Sireno era griego de nacimiento. Lo había dejado todo para poder servir a Dios en la soledad. Ejercía el oficio de jardinero en Sirmio de Panonia, juntando así el trabajo de sus manos con la oración y la contemplación. El temor a las penas con las que amenazaba el edicto de Diocleciano hizo que, al principio, se ocultara. Al cabo de algún tiempo, creyó que podía regresar a su habitación acostumbrada y emprender de nuevo su trabajo.

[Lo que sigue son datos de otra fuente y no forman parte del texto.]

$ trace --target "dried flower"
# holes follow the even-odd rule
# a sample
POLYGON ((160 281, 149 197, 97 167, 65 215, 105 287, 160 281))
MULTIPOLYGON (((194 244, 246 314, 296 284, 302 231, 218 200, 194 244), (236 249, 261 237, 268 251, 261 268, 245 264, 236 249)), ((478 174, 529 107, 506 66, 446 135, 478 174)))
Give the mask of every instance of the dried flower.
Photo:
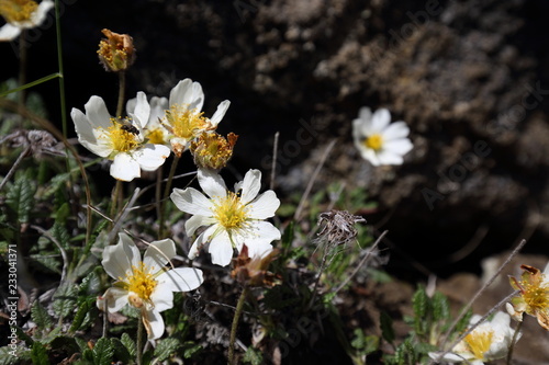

Un día, la mujer de uno de los oficiales del emperador se presentó en forma bastante indiscreta a pasearse por los jardines de Sireno, con dos sirvientes suyos. Sireno, creyendo descubrir en ella intenciones culpables, le hizo una advertencia. Viéndose descubierta, la matrona se encendió en cólera y dio noticia de ello, por escrito, a su marido. Este avisó al punto al emperador, quien autorizó al oficial a regresar a Panonia. Así lo hizo y, al llegar a Sirmio se dirigió al gobernador, quien mandó detener a Sireno y lo hizo comparecer ante su tribunal.
San Sireno se declaró ante los miembros del tribunal cristiano y se negó a rendir sacrificio a los diosas paganos por los que fue decapitado. Era el 23 de febrero.